Grace Hamilton

Personal information
- Born: 4 March 1992 (age 33) Orange, New South Wales, Australia
- Height: 177 cm (5 ft 10 in)
- Weight: 77 kg (12 st 2 lb)

Playing information

Rugby union
- Position: Flanker
Club
| Years | Team | Pld | T | G | FG | P |
| 2018– | NSW Waratahs | 14 | 8 | 0 | 0 | 40 |
Representative
| Years | Team | Pld | T | G | FG | P |
| 2016–19 | Australia | 26 | 0 | 0 | 0 | 0 |

Rugby league
- Position: Prop
Club
| Years | Team | Pld | T | G | FG | P |
| 2020–23 | Sydney Roosters | 10 | 0 | 0 | 0 | 0 |
- Source: RLP As of 28 February 2026

= Grace Hamilton (rugby) =

Australian rugby union and rugby league footballer

Grace Hamilton (born 4 March 1992) is an Australian rugby union and rugby league footballer who captained Australia internationally, and the NSW Waratahs in the Super W. She competed at the 2017 and 2021 Rugby World Cup's.
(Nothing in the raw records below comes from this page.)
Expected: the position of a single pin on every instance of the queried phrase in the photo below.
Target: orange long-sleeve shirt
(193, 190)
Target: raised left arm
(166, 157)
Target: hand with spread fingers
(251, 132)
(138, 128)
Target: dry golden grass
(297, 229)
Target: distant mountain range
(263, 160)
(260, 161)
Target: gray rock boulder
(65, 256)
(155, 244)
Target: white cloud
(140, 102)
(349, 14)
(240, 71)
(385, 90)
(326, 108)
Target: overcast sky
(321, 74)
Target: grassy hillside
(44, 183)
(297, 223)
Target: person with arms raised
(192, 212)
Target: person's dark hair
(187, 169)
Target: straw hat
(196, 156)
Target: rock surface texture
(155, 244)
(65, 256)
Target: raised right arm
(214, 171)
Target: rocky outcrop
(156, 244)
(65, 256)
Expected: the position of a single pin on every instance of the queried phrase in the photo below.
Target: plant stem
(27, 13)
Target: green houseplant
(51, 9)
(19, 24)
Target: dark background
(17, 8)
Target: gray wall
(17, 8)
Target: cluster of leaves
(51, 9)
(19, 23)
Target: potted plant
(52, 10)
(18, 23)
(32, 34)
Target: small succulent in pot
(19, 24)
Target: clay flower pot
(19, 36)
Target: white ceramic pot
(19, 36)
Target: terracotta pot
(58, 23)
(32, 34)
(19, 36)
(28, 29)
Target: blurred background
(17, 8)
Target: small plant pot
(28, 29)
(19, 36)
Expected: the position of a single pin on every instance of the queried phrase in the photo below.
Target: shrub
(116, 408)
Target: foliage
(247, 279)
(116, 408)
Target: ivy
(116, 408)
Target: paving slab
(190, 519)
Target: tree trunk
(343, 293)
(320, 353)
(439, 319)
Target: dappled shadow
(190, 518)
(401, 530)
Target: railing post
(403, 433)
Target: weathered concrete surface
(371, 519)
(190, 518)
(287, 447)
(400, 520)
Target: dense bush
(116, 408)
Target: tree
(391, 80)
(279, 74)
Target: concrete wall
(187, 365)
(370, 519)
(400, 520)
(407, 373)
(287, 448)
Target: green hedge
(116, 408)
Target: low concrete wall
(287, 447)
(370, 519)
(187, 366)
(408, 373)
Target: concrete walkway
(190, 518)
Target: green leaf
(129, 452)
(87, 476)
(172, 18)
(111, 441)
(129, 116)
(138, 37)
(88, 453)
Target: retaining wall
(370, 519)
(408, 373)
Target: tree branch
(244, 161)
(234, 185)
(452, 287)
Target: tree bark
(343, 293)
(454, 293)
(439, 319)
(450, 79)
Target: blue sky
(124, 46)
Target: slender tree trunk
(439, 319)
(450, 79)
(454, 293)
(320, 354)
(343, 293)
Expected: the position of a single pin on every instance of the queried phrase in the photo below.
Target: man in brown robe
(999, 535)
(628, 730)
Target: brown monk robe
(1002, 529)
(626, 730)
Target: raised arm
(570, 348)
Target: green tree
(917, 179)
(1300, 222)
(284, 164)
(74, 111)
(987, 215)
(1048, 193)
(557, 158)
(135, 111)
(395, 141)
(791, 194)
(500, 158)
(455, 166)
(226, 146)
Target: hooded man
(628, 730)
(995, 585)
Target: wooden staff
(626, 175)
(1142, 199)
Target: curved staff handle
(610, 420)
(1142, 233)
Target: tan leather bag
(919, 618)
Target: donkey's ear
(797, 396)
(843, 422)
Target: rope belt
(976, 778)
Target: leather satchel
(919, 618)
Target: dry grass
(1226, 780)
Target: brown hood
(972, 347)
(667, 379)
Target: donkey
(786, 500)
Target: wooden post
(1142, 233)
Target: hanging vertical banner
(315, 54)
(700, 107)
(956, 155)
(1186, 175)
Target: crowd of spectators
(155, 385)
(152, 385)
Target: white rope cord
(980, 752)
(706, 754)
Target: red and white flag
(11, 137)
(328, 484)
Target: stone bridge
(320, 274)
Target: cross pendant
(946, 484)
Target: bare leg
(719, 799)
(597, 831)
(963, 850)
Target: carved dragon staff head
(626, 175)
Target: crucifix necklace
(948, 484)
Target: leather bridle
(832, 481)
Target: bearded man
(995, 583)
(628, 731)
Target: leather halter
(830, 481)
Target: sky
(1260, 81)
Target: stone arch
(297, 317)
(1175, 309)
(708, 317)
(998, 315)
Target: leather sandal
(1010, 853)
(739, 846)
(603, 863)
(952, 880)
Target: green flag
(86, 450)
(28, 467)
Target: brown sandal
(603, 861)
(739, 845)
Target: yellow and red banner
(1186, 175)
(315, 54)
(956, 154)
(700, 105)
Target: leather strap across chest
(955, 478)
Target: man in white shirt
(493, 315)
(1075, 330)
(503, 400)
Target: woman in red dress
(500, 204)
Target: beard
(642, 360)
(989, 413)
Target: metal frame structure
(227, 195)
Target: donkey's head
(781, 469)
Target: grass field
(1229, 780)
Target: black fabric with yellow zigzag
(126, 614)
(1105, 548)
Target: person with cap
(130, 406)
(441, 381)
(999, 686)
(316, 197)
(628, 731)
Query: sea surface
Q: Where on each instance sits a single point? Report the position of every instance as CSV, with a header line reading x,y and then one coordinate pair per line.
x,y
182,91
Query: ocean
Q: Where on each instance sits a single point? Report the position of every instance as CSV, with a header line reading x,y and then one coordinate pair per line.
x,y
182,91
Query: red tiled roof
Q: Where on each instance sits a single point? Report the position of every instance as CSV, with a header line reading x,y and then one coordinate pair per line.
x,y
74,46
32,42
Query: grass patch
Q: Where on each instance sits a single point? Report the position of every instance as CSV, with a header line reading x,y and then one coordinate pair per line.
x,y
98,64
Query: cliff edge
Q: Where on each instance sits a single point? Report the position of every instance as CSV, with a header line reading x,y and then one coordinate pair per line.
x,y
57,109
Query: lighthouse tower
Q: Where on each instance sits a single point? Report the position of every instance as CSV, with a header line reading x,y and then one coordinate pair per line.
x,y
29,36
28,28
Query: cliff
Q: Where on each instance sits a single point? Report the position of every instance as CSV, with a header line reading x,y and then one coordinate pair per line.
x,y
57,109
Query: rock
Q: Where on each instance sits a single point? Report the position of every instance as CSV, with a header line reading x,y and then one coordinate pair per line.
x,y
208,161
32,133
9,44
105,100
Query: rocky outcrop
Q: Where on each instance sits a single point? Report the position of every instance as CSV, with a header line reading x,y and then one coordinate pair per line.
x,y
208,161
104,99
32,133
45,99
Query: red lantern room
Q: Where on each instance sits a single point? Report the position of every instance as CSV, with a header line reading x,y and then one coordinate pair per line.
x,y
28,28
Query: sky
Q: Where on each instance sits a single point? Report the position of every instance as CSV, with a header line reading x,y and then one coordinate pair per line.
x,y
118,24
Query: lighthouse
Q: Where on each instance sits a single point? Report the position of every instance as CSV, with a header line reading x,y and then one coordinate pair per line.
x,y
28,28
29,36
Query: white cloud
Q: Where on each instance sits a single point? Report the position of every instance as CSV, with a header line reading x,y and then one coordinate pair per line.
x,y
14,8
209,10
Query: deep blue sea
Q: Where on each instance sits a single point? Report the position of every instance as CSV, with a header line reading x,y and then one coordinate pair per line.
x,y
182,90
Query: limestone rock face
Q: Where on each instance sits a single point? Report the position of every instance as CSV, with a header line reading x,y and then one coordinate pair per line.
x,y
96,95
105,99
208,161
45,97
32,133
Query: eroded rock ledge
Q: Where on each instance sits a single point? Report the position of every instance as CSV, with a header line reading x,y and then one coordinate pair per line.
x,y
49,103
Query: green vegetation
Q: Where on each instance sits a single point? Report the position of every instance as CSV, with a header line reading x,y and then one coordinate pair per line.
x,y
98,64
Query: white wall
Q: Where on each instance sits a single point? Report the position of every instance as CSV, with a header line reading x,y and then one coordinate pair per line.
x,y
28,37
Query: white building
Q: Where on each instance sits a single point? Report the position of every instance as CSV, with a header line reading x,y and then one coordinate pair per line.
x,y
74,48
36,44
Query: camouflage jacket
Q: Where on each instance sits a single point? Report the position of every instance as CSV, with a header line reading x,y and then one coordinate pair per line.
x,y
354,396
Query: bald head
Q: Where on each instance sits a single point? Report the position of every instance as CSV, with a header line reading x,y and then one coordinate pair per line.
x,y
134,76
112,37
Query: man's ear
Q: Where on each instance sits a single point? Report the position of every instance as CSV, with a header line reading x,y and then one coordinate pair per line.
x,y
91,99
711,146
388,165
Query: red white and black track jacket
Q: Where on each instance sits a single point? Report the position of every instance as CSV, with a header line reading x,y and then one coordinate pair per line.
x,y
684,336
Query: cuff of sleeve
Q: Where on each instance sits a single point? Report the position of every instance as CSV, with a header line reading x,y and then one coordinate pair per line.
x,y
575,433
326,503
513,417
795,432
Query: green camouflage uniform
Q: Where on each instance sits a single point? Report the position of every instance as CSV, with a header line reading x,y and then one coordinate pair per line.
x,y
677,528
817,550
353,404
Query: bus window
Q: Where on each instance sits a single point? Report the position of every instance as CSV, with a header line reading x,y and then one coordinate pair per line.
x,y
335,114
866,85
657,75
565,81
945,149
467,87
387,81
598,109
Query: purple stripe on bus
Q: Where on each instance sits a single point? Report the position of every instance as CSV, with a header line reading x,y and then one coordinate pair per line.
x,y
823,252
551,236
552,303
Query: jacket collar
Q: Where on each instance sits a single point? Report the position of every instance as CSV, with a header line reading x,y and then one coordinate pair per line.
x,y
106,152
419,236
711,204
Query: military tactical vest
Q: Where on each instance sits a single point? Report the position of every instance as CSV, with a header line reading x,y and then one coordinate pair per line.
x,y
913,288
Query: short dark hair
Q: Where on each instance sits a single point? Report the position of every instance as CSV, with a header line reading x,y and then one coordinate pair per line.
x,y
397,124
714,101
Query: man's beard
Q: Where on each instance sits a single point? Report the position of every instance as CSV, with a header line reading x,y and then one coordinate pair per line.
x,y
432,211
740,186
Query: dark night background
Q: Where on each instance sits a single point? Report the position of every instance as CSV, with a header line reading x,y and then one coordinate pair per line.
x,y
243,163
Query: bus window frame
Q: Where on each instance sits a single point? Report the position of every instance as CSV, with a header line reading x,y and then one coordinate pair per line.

She is currently in the St George Illawarra Dragons squad in the NRL Women's Premiership.

==Background==
Hamilton was born in Orange, New South Wales and raised in Panuara. She began playing rugby union as a university exchange student in the United States.

==Rugby union career==
In 2014, Hamilton played for the ACT Brumbies and the University of Sydney. In 2016, Hamilton made her Test debut for Australia on their tour of New Zealand.

In 2017, Hamilton represented Australia at the 2017 Women's Rugby World Cup in Ireland, where Australia finished in sixth place.

In 2018, Hamilton was a member of the NSW Waratahs inaugural Super W-winning squad, starting in their final win over the Queensland Reds. She was later a member of the Waratahs' victorious 2019 and 2020 Super W sides.

Hamilton was named in Australia's squad for the 2022 Pacific Four Series in New Zealand. She later made the Wallaroos squad for a two-test series against the Black Ferns at the Laurie O'Reilly Cup. She was selected in the team again for the delayed 2022 Rugby World Cup in New Zealand.

Hamilton made the Wallaroos side for the 2023 Pacific Four Series, and the O'Reilly Cup.

== Rugby league career ==
On 23 September 2020, due to the cancellation of a number of rugby union Tests due to the COVID-19 pandemic, Hamilton switched to rugby league, joining the Sydney Roosters NRL Women's Premiership team.

In Round 2 of the 2020 NRL Women's season, she made her debut for the Roosters in a 22–12 win over the New Zealand Warriors. On 25 October 2020, she came off the bench in the Roosters' 10–20 Grand Final loss to the Brisbane Broncos.

She joined St. George Illawarra Dragons at the start of the 2025 season on a one-year deal, and was released at the end of the season.